Thanks everyone for the links.

I like the junkyard idea. I thought of it but was unsure if you can use just any 'ol wiper motor. I may have to make a trip to the local yard and talk to "Sparky".

Motor from my car, hmmm. Do you think the wife would notice if I took the motor from here car instead?...... 

Maybe not, unless I want to be added as a corpse in our yard display.


----------



## morgan8586 (Aug 30, 2006)

Hey smelly--anymake any model...just be carefull when your looking. Dont take one that is corroded or very rusty. Thats a usual sign that its been out in the weather.


----------



## Troy (Oct 14, 2006)

morgan8586 said:


> Hey smelly--anymake any model...just be carefull when your looking. Dont take one that is corroded or very rusty. Thats a usual sign that its been out in the weather.


Be carefull here, not all will work especially if they have the delay feature, I found this out the hard way.


----------



## Smelly-Skelly (Sep 29, 2006)

Troy said:


> Be carefull here, not all will work especially if they have the delay feature, I found this out the hard way.

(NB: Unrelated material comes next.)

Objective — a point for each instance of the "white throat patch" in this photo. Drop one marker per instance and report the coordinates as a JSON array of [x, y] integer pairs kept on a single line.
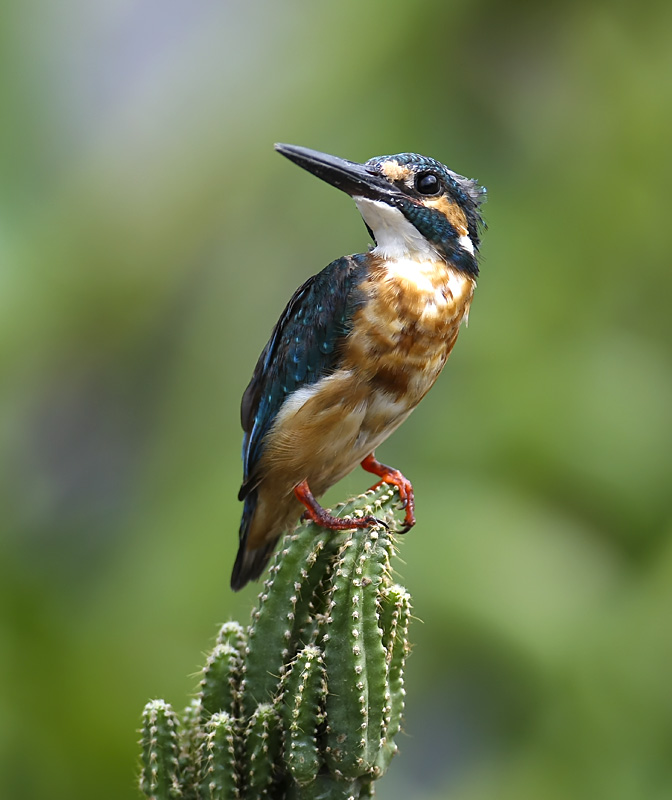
[[394, 234], [396, 237]]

When you say "delay" are you talking about the intermitten (sp) wiper motion?


----------



## gmacted (Jan 18, 2006)

Make sure you can get a wiring diagram for it too. I have seen several posts asking how to wire a wiper motor. It's not usually obvious.


----------



## Troy (Oct 14, 2006)

Smelly-Skelly said:


> When you say "delay" are you talking about the intermitten (sp) wiper motion?


That would be correct, I'm not saying all with that feature but some..To be safe all I buy is the triton motor that is used on Saturns.


----------